Voyez, Monsieur, s’il y avait là de quoi vous fâcher de ce que je ne vous envoie pas les belles choses que je produis. Il est vrai que j’ai promis une lettre au prince de Conti ; elle est à présent sur le métier ! les vers suivants y trouveront leur place.

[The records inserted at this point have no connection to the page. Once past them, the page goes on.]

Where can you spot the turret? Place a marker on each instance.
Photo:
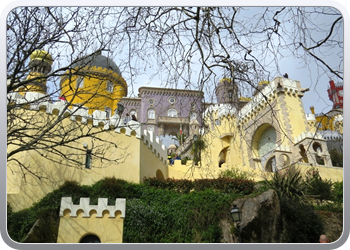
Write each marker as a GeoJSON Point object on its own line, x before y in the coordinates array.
{"type": "Point", "coordinates": [40, 66]}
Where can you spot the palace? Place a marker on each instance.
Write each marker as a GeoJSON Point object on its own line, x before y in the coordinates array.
{"type": "Point", "coordinates": [260, 134]}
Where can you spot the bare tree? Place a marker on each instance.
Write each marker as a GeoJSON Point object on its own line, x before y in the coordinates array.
{"type": "Point", "coordinates": [185, 47]}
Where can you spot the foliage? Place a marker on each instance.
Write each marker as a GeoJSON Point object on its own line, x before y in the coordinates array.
{"type": "Point", "coordinates": [226, 185]}
{"type": "Point", "coordinates": [164, 211]}
{"type": "Point", "coordinates": [318, 188]}
{"type": "Point", "coordinates": [337, 192]}
{"type": "Point", "coordinates": [289, 183]}
{"type": "Point", "coordinates": [336, 157]}
{"type": "Point", "coordinates": [236, 173]}
{"type": "Point", "coordinates": [301, 223]}
{"type": "Point", "coordinates": [155, 214]}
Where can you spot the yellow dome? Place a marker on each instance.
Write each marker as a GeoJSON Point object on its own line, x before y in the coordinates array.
{"type": "Point", "coordinates": [41, 55]}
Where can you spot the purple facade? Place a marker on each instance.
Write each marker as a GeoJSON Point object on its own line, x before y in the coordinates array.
{"type": "Point", "coordinates": [165, 111]}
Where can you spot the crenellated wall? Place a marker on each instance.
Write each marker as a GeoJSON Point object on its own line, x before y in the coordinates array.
{"type": "Point", "coordinates": [136, 154]}
{"type": "Point", "coordinates": [104, 223]}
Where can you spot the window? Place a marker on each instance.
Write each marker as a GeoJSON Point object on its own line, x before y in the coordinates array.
{"type": "Point", "coordinates": [172, 112]}
{"type": "Point", "coordinates": [193, 116]}
{"type": "Point", "coordinates": [108, 112]}
{"type": "Point", "coordinates": [151, 114]}
{"type": "Point", "coordinates": [110, 86]}
{"type": "Point", "coordinates": [80, 82]}
{"type": "Point", "coordinates": [230, 94]}
{"type": "Point", "coordinates": [88, 158]}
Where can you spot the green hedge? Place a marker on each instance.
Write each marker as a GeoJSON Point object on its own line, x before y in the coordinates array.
{"type": "Point", "coordinates": [226, 185]}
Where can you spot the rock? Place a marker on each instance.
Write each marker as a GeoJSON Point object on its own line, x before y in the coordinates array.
{"type": "Point", "coordinates": [261, 218]}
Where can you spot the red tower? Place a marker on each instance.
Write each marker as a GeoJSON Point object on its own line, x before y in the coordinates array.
{"type": "Point", "coordinates": [335, 94]}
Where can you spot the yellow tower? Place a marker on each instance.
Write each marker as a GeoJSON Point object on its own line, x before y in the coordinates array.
{"type": "Point", "coordinates": [40, 65]}
{"type": "Point", "coordinates": [94, 82]}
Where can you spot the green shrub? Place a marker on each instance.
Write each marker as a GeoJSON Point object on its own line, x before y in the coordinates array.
{"type": "Point", "coordinates": [289, 183]}
{"type": "Point", "coordinates": [301, 223]}
{"type": "Point", "coordinates": [337, 193]}
{"type": "Point", "coordinates": [236, 173]}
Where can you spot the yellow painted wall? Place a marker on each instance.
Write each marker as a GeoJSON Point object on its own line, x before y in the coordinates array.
{"type": "Point", "coordinates": [129, 155]}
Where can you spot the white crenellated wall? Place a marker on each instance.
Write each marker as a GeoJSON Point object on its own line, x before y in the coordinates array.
{"type": "Point", "coordinates": [98, 118]}
{"type": "Point", "coordinates": [84, 205]}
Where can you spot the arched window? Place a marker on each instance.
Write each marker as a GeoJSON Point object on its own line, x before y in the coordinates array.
{"type": "Point", "coordinates": [271, 165]}
{"type": "Point", "coordinates": [151, 114]}
{"type": "Point", "coordinates": [172, 113]}
{"type": "Point", "coordinates": [133, 113]}
{"type": "Point", "coordinates": [90, 239]}
{"type": "Point", "coordinates": [267, 141]}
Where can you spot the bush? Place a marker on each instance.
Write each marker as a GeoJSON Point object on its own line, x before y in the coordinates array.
{"type": "Point", "coordinates": [289, 183]}
{"type": "Point", "coordinates": [226, 185]}
{"type": "Point", "coordinates": [301, 223]}
{"type": "Point", "coordinates": [236, 173]}
{"type": "Point", "coordinates": [337, 193]}
{"type": "Point", "coordinates": [318, 188]}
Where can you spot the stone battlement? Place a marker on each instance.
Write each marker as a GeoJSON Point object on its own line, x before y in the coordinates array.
{"type": "Point", "coordinates": [86, 208]}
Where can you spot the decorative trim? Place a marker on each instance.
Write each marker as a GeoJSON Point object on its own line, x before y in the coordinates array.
{"type": "Point", "coordinates": [84, 205]}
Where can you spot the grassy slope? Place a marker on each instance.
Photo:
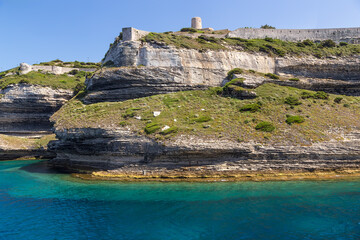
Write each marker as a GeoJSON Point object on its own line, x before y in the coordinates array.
{"type": "Point", "coordinates": [324, 119]}
{"type": "Point", "coordinates": [270, 46]}
{"type": "Point", "coordinates": [75, 64]}
{"type": "Point", "coordinates": [36, 78]}
{"type": "Point", "coordinates": [13, 142]}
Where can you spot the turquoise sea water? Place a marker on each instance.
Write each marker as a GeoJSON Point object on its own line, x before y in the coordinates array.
{"type": "Point", "coordinates": [54, 206]}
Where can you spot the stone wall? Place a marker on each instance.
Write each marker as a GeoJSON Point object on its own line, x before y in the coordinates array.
{"type": "Point", "coordinates": [133, 34]}
{"type": "Point", "coordinates": [350, 35]}
{"type": "Point", "coordinates": [26, 68]}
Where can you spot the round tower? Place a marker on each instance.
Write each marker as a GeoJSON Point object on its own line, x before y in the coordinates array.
{"type": "Point", "coordinates": [196, 23]}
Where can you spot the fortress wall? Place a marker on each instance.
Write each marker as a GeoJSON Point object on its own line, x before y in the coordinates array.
{"type": "Point", "coordinates": [133, 34]}
{"type": "Point", "coordinates": [25, 68]}
{"type": "Point", "coordinates": [350, 35]}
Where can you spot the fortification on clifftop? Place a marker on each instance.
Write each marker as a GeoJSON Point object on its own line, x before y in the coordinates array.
{"type": "Point", "coordinates": [349, 35]}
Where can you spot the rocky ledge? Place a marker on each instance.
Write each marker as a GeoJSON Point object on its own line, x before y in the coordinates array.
{"type": "Point", "coordinates": [122, 152]}
{"type": "Point", "coordinates": [26, 109]}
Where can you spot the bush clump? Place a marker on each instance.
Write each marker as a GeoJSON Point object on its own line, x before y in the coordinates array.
{"type": "Point", "coordinates": [267, 27]}
{"type": "Point", "coordinates": [169, 131]}
{"type": "Point", "coordinates": [321, 95]}
{"type": "Point", "coordinates": [190, 30]}
{"type": "Point", "coordinates": [328, 44]}
{"type": "Point", "coordinates": [231, 73]}
{"type": "Point", "coordinates": [130, 112]}
{"type": "Point", "coordinates": [202, 119]}
{"type": "Point", "coordinates": [253, 107]}
{"type": "Point", "coordinates": [293, 101]}
{"type": "Point", "coordinates": [294, 119]}
{"type": "Point", "coordinates": [338, 99]}
{"type": "Point", "coordinates": [265, 127]}
{"type": "Point", "coordinates": [272, 76]}
{"type": "Point", "coordinates": [151, 128]}
{"type": "Point", "coordinates": [316, 95]}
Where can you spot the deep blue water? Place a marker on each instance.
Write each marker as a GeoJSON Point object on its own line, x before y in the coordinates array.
{"type": "Point", "coordinates": [54, 206]}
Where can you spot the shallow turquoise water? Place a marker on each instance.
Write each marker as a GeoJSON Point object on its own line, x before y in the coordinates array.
{"type": "Point", "coordinates": [52, 206]}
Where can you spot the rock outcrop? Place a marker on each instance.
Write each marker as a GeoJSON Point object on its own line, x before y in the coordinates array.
{"type": "Point", "coordinates": [105, 149]}
{"type": "Point", "coordinates": [149, 68]}
{"type": "Point", "coordinates": [26, 109]}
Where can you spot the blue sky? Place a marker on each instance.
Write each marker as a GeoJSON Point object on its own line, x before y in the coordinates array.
{"type": "Point", "coordinates": [42, 30]}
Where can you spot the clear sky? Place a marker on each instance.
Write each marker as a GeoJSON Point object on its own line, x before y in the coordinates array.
{"type": "Point", "coordinates": [35, 31]}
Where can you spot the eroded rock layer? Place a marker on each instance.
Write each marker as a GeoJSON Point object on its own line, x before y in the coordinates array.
{"type": "Point", "coordinates": [100, 149]}
{"type": "Point", "coordinates": [27, 108]}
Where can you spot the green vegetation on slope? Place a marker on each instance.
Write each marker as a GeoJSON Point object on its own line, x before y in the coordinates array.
{"type": "Point", "coordinates": [14, 142]}
{"type": "Point", "coordinates": [268, 45]}
{"type": "Point", "coordinates": [75, 64]}
{"type": "Point", "coordinates": [63, 81]}
{"type": "Point", "coordinates": [208, 115]}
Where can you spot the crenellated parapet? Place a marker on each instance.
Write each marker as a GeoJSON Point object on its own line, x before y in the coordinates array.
{"type": "Point", "coordinates": [349, 35]}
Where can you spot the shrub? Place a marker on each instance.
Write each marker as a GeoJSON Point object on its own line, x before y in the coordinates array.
{"type": "Point", "coordinates": [202, 119]}
{"type": "Point", "coordinates": [109, 64]}
{"type": "Point", "coordinates": [151, 128]}
{"type": "Point", "coordinates": [169, 131]}
{"type": "Point", "coordinates": [190, 30]}
{"type": "Point", "coordinates": [291, 100]}
{"type": "Point", "coordinates": [130, 112]}
{"type": "Point", "coordinates": [294, 119]}
{"type": "Point", "coordinates": [267, 27]}
{"type": "Point", "coordinates": [317, 95]}
{"type": "Point", "coordinates": [321, 95]}
{"type": "Point", "coordinates": [209, 39]}
{"type": "Point", "coordinates": [265, 127]}
{"type": "Point", "coordinates": [73, 72]}
{"type": "Point", "coordinates": [308, 42]}
{"type": "Point", "coordinates": [253, 107]}
{"type": "Point", "coordinates": [272, 76]}
{"type": "Point", "coordinates": [338, 99]}
{"type": "Point", "coordinates": [235, 81]}
{"type": "Point", "coordinates": [268, 39]}
{"type": "Point", "coordinates": [300, 44]}
{"type": "Point", "coordinates": [231, 73]}
{"type": "Point", "coordinates": [328, 44]}
{"type": "Point", "coordinates": [305, 95]}
{"type": "Point", "coordinates": [79, 87]}
{"type": "Point", "coordinates": [216, 90]}
{"type": "Point", "coordinates": [122, 123]}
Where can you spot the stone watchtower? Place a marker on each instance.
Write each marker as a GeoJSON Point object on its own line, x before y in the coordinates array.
{"type": "Point", "coordinates": [196, 23]}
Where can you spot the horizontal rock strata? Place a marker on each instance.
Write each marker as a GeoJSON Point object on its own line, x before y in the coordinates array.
{"type": "Point", "coordinates": [100, 149]}
{"type": "Point", "coordinates": [27, 108]}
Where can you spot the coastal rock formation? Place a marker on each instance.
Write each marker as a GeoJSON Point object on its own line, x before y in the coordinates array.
{"type": "Point", "coordinates": [151, 68]}
{"type": "Point", "coordinates": [128, 83]}
{"type": "Point", "coordinates": [26, 109]}
{"type": "Point", "coordinates": [120, 149]}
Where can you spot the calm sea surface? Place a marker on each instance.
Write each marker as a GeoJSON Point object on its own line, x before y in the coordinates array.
{"type": "Point", "coordinates": [54, 206]}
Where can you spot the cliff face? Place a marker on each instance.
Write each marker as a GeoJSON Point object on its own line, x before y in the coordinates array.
{"type": "Point", "coordinates": [129, 83]}
{"type": "Point", "coordinates": [209, 67]}
{"type": "Point", "coordinates": [147, 69]}
{"type": "Point", "coordinates": [105, 149]}
{"type": "Point", "coordinates": [27, 108]}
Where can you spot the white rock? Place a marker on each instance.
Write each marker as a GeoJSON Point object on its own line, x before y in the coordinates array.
{"type": "Point", "coordinates": [25, 68]}
{"type": "Point", "coordinates": [165, 128]}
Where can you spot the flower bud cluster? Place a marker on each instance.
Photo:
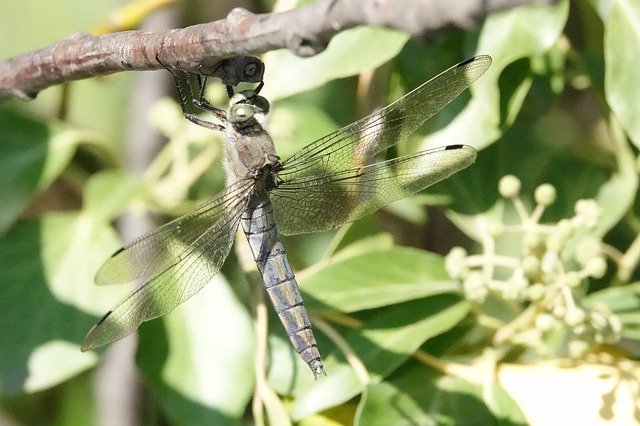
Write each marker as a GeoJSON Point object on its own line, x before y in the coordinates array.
{"type": "Point", "coordinates": [543, 270]}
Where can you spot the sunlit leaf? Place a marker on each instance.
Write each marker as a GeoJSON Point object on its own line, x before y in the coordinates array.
{"type": "Point", "coordinates": [622, 57]}
{"type": "Point", "coordinates": [210, 349]}
{"type": "Point", "coordinates": [384, 343]}
{"type": "Point", "coordinates": [349, 53]}
{"type": "Point", "coordinates": [47, 268]}
{"type": "Point", "coordinates": [507, 36]}
{"type": "Point", "coordinates": [377, 278]}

Un sot plein de savoir est plus sot qu’un autre homme ;
Je le fuirais jusques à Rome,
Et j’aimerais mille fois mieux
Un glaive aux mains d’un furieux
Que l’étude en certains génies.
Ronsard est dur, sans goût, sans choix,
Arrangeant mal ses mots, gâtant par son français
Des Grecs et des Latins les grâces infinies.
Nos aïeux, bonnes gens, lui laissaient tout passer,
Et d’éruditions ne se pouvaient lasser.
C’est un vice aujourd’hui : l’on oserait à peine
En user seulement une fois la semaine.
Quand il plaît au hasard de vous en envoyer,
Il faut les bien choisir, puis les bien employer,
Très sûrs qu’avec ce soin l’on n’est pas sûr de plaire.
« Cet auteur, a, dit-on, besoin d’un commentaire ;
On voit bien qu’il a lu ; mais ce n’est pas l’affaire :
Qu’il cache son savoir et montre son esprit.
Racan ne savait rien, comment a-t-il écrit ? »
Et mille autres raisons, non sans quelque apparence.
Malherbe de ces traits usait plus fréquemment :
Sous lui la Cour n’osait encore ouvertement
Sacrifier à l’ignorance.

Puisque je vous envoie ces petits échantillons, vous en conclurez, s’il vous plaît, qu’il est faux que je fasse le mystérieux avec vous. Mais, je vous en prie, ne montrez ces derniers vers à personne : car Madame de la Sablière ne les a pas encore vus.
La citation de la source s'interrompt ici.